Plant geneticist Jeff Bennetzen of the University of Georgia enjoys talking science with Dangl “because he is willing to roam freely in the world of ideas,” which takes a project beyond its next obvious steps.

He was fascinated that an organism can evolve having no circulating cells “and no ability to run and hide from pathogens.”

While earning his PhD at Stanford University, Dangl got hooked on immunology. Then he forged a link few others did, connecting immunology to his passion for plants and their pathogens. He was following one of his mentors' maxims, which is to pursue one's curiosity and the path not taken: to look at problems from oblique angles, guided by people who have different training, skill sets and perspectives. “I was fascinated that an organism with no circulating cells and no ability to run and hide from pathogens could evolve,” Dangl says.

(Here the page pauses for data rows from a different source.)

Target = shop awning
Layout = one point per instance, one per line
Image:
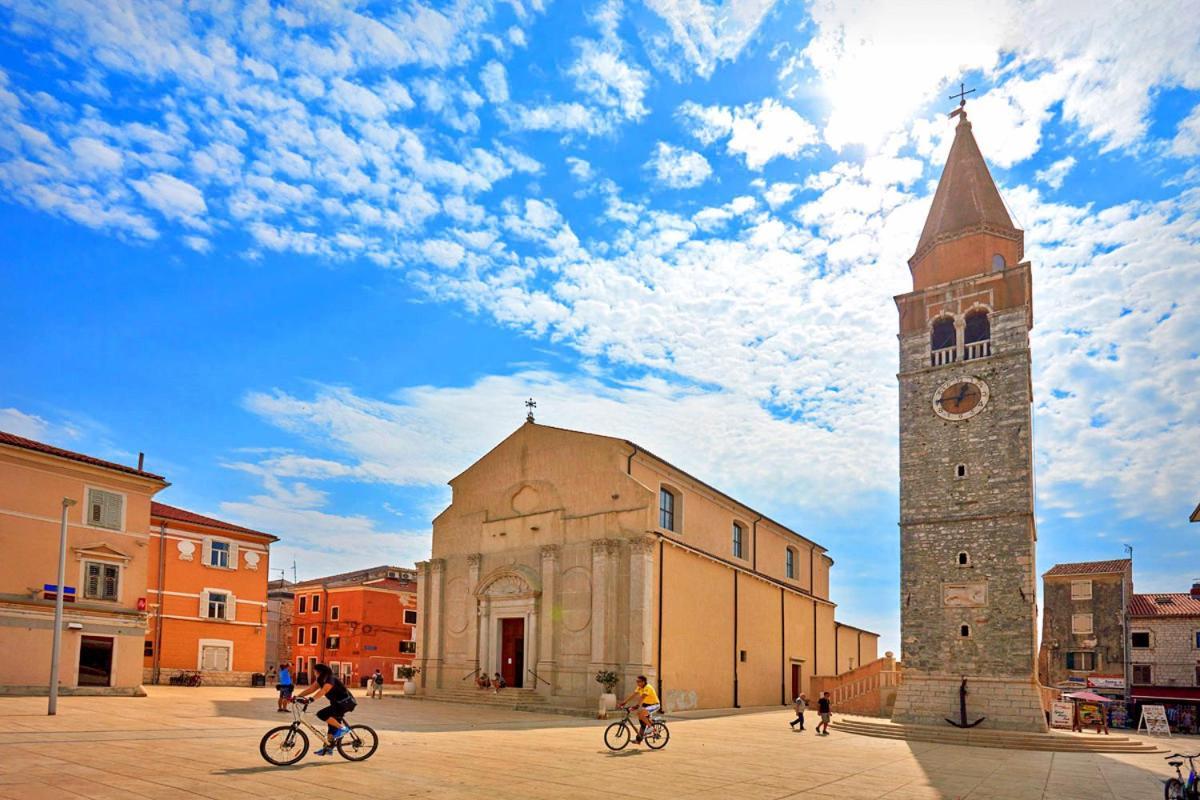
(1167, 693)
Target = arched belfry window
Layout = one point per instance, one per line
(942, 341)
(977, 335)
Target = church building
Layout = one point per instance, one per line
(967, 579)
(567, 553)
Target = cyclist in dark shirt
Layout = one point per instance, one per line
(341, 703)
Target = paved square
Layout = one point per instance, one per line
(203, 743)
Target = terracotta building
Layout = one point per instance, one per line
(1084, 626)
(564, 553)
(280, 605)
(357, 623)
(1164, 653)
(967, 576)
(208, 597)
(108, 531)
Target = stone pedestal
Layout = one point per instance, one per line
(1006, 703)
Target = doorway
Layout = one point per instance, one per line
(95, 661)
(513, 651)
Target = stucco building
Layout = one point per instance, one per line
(967, 578)
(280, 605)
(207, 583)
(564, 553)
(357, 623)
(107, 557)
(1084, 625)
(1164, 633)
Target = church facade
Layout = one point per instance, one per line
(969, 582)
(565, 553)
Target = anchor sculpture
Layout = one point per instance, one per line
(963, 709)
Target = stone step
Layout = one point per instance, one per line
(1006, 739)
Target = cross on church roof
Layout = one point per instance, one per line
(963, 100)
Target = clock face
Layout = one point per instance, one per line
(960, 398)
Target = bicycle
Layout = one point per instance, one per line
(1177, 788)
(288, 744)
(621, 733)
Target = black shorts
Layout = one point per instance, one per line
(337, 710)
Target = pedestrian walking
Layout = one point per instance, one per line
(285, 687)
(802, 704)
(823, 710)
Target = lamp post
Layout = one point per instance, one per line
(57, 642)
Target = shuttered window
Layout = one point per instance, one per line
(102, 581)
(105, 509)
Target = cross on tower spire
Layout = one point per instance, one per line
(963, 100)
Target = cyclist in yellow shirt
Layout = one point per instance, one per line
(647, 703)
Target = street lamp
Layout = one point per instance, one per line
(58, 611)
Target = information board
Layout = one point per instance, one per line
(1153, 721)
(1060, 714)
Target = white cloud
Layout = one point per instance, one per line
(709, 32)
(757, 132)
(1056, 173)
(678, 167)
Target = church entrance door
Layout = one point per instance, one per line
(513, 651)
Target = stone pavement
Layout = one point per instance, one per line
(203, 743)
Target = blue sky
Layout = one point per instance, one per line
(311, 258)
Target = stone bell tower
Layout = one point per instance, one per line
(967, 579)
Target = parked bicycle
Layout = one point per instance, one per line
(186, 679)
(1180, 788)
(288, 744)
(621, 733)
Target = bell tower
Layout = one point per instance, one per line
(967, 578)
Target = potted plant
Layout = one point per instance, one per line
(607, 679)
(406, 673)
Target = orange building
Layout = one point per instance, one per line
(106, 567)
(357, 623)
(207, 596)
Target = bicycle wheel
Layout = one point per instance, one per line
(285, 745)
(658, 735)
(359, 744)
(616, 737)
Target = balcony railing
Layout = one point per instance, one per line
(977, 350)
(943, 356)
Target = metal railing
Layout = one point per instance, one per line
(943, 356)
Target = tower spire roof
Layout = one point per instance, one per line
(966, 199)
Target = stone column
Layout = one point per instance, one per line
(547, 660)
(641, 608)
(604, 606)
(473, 643)
(485, 636)
(423, 621)
(433, 621)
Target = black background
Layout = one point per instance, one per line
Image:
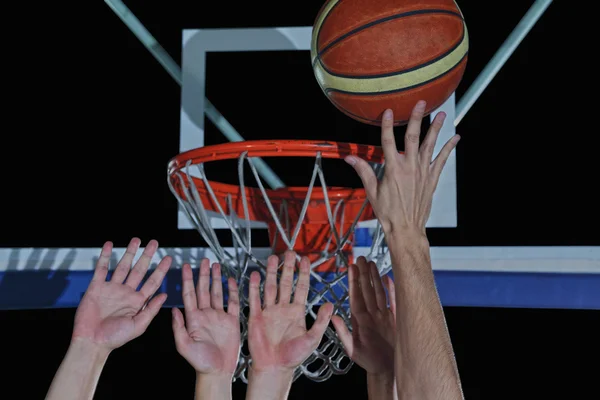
(93, 119)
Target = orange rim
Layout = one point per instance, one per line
(276, 148)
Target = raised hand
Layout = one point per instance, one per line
(277, 334)
(210, 337)
(109, 315)
(372, 340)
(112, 313)
(402, 200)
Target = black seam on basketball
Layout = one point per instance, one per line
(377, 22)
(319, 32)
(359, 117)
(329, 90)
(402, 71)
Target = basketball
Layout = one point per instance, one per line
(370, 55)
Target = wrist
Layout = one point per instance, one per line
(269, 384)
(383, 378)
(85, 348)
(278, 373)
(214, 385)
(405, 238)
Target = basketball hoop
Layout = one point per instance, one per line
(316, 222)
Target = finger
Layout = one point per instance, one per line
(124, 264)
(380, 298)
(188, 293)
(301, 293)
(357, 303)
(144, 317)
(366, 286)
(233, 307)
(343, 333)
(438, 164)
(202, 289)
(323, 317)
(413, 131)
(271, 281)
(179, 331)
(389, 284)
(216, 294)
(254, 294)
(103, 263)
(366, 175)
(388, 141)
(141, 266)
(431, 139)
(287, 277)
(155, 280)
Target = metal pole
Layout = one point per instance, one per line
(502, 55)
(140, 31)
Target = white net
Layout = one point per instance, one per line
(288, 220)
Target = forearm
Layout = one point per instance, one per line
(79, 372)
(381, 387)
(217, 387)
(269, 385)
(424, 361)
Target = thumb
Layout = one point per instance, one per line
(366, 175)
(179, 331)
(320, 325)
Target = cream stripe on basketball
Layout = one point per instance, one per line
(394, 82)
(317, 28)
(397, 82)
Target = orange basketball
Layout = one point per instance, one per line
(370, 55)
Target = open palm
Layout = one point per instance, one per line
(372, 341)
(277, 334)
(210, 337)
(111, 313)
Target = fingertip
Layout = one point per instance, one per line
(388, 115)
(351, 160)
(186, 271)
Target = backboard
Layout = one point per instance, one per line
(499, 231)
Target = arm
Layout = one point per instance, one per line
(79, 372)
(277, 336)
(425, 362)
(209, 339)
(425, 365)
(269, 385)
(111, 313)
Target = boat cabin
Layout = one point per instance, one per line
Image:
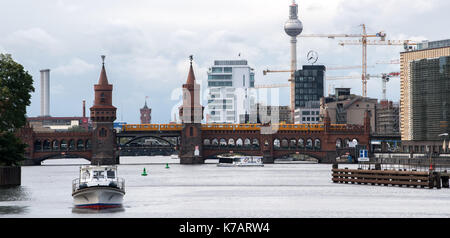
(98, 174)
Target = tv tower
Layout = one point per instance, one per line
(293, 28)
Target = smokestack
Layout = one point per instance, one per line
(84, 108)
(45, 92)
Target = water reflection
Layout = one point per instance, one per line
(93, 211)
(16, 193)
(6, 210)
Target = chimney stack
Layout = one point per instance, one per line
(84, 108)
(45, 93)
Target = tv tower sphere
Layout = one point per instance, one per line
(293, 26)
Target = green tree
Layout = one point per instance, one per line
(16, 86)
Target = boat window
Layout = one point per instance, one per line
(110, 174)
(86, 175)
(99, 174)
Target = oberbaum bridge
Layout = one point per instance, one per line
(193, 141)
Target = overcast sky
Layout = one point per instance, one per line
(147, 44)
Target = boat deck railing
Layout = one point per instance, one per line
(118, 183)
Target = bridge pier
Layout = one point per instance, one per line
(268, 159)
(192, 160)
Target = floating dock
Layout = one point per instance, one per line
(390, 177)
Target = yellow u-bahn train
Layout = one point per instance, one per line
(229, 127)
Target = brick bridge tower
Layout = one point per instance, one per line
(146, 112)
(103, 114)
(191, 114)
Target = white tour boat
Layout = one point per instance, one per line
(241, 161)
(98, 187)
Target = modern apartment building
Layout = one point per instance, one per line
(229, 91)
(309, 84)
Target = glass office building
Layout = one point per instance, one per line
(430, 84)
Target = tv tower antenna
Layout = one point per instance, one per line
(293, 27)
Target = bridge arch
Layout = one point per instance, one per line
(68, 155)
(317, 157)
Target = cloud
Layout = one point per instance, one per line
(33, 38)
(75, 67)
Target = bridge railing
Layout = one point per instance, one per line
(152, 127)
(242, 127)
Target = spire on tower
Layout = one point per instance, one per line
(103, 78)
(191, 76)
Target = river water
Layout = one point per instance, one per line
(183, 191)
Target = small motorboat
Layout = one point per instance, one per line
(98, 187)
(240, 161)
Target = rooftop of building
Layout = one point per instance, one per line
(230, 62)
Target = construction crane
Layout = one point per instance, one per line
(363, 39)
(407, 44)
(265, 72)
(395, 61)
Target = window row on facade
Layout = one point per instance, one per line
(63, 145)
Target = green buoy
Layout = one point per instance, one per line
(144, 173)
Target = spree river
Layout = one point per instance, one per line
(184, 191)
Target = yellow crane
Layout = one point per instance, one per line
(364, 41)
(407, 44)
(384, 77)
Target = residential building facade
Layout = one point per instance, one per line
(229, 91)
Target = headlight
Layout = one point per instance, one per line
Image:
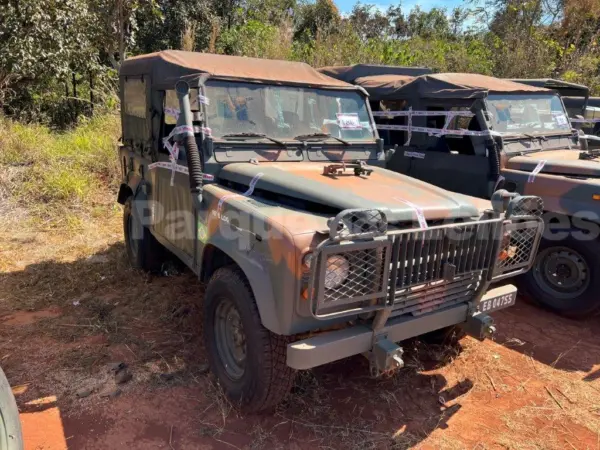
(338, 269)
(307, 261)
(507, 251)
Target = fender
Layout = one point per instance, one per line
(563, 195)
(259, 278)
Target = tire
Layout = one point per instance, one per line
(143, 250)
(11, 437)
(580, 260)
(257, 378)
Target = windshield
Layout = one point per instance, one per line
(285, 112)
(527, 114)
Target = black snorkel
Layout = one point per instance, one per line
(188, 139)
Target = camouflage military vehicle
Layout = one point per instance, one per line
(265, 178)
(475, 134)
(583, 110)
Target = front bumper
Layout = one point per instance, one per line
(335, 345)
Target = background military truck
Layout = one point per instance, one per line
(583, 110)
(265, 178)
(518, 137)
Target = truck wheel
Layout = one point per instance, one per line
(10, 426)
(248, 360)
(143, 250)
(565, 277)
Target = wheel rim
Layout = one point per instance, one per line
(230, 338)
(561, 272)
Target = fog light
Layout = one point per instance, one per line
(338, 269)
(507, 251)
(307, 261)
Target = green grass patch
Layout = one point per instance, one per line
(62, 173)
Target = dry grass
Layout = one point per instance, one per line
(533, 389)
(57, 180)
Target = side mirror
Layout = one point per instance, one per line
(379, 145)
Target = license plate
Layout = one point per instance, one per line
(499, 302)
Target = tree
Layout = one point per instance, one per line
(319, 17)
(369, 22)
(427, 24)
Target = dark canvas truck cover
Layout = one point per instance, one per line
(350, 74)
(439, 86)
(564, 88)
(167, 67)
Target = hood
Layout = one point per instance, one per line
(560, 162)
(383, 189)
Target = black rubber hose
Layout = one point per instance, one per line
(494, 160)
(194, 163)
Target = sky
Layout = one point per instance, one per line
(345, 6)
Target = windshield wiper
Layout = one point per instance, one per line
(251, 134)
(534, 136)
(307, 137)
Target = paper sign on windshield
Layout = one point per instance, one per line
(349, 121)
(561, 120)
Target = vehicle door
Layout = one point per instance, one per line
(174, 218)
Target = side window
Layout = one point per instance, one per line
(392, 137)
(135, 110)
(135, 97)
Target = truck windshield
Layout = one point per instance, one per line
(527, 114)
(284, 112)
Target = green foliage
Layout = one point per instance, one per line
(256, 39)
(70, 167)
(59, 58)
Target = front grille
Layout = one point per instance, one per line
(518, 248)
(428, 297)
(417, 271)
(363, 266)
(442, 253)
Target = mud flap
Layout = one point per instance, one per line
(480, 326)
(385, 356)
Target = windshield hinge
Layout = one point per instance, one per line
(360, 168)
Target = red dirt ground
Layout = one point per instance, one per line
(63, 321)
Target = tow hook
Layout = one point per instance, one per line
(385, 356)
(480, 326)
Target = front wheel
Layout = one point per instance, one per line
(565, 277)
(248, 360)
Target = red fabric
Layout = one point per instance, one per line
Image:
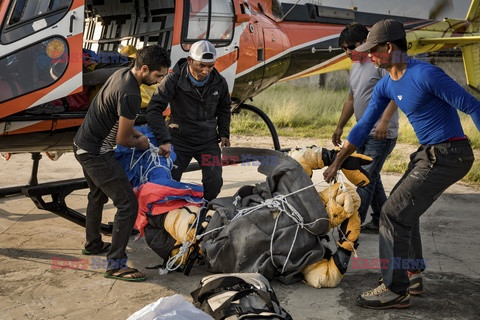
(150, 193)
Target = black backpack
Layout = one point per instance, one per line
(238, 296)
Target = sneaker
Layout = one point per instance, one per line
(416, 283)
(382, 298)
(369, 227)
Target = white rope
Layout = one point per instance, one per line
(154, 162)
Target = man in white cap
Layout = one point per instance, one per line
(430, 99)
(200, 115)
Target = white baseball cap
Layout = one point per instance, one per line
(203, 51)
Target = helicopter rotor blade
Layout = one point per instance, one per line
(439, 7)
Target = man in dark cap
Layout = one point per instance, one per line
(430, 100)
(200, 115)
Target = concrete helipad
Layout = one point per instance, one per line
(31, 239)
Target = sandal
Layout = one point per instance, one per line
(105, 248)
(126, 274)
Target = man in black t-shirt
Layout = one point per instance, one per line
(109, 121)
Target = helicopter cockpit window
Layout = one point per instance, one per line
(29, 16)
(212, 20)
(32, 68)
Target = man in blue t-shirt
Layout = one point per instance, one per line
(430, 100)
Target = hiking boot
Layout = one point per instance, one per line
(416, 283)
(370, 227)
(382, 298)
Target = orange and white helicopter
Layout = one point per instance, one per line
(47, 48)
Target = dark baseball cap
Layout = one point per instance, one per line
(383, 31)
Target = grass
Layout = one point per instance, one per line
(308, 111)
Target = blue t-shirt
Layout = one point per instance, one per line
(428, 97)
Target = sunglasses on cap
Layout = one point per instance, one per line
(207, 55)
(349, 47)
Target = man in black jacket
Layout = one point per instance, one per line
(200, 115)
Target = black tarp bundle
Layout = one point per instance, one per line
(245, 244)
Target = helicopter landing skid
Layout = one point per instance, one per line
(266, 119)
(58, 191)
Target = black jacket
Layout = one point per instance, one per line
(199, 117)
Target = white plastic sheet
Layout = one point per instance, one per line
(170, 308)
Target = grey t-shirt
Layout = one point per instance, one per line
(119, 96)
(363, 78)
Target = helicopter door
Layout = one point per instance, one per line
(212, 20)
(40, 52)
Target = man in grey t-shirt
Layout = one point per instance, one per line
(382, 139)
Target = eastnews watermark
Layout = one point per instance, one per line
(396, 263)
(208, 160)
(94, 263)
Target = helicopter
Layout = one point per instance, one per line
(47, 48)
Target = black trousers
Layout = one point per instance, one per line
(209, 158)
(107, 179)
(432, 169)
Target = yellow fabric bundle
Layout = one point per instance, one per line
(340, 203)
(323, 274)
(352, 232)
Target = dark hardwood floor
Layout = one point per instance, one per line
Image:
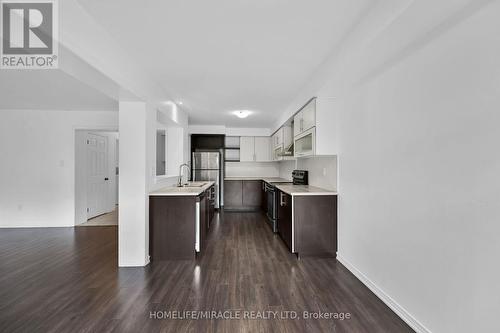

After finishing his PhD program, Dangl jumped at an offer to do research at the Max Planck Institute for Plant Breeding Research (MPIZ) in Cologne, Germany. He studied the molecular mechanisms underpinning plants' reactions to pathogens—a completely new field in the 1980s when molecular genetics was just emerging as a powerful tool.

He and his wife, who is also a scientist, spent 9 years total in Cologne, first at the MPIZ and then at the Max Delbrück Institute. They were first postdoctoral fellows and then junior group leaders in what he calls “a mecca for plant biology.” Although they both had job offers to stay in Cologne or work in France, “the lure of home, and distance from family and friends on the West Coast, tipped the balance,” he says. They both landed faculty posts at UNC.

Besides his commitment to science, Dangl's heart beats for the arts. When writing, he might listen to Chet Baker or Miles Davis. For fun, his choices include The Grateful Dead, Neil Young, Death Cab for Cutie and Billy Bragg.

“I was an English major in university and still read incessantly,” he says. His list of favorite contemporary novelists includes Haruki Murakami, Salman Rushdie, Ian McEwan and Zadie Smith. He adds Jorge Luis Borges and Gabriel García Márquez as old favorites he often revisits.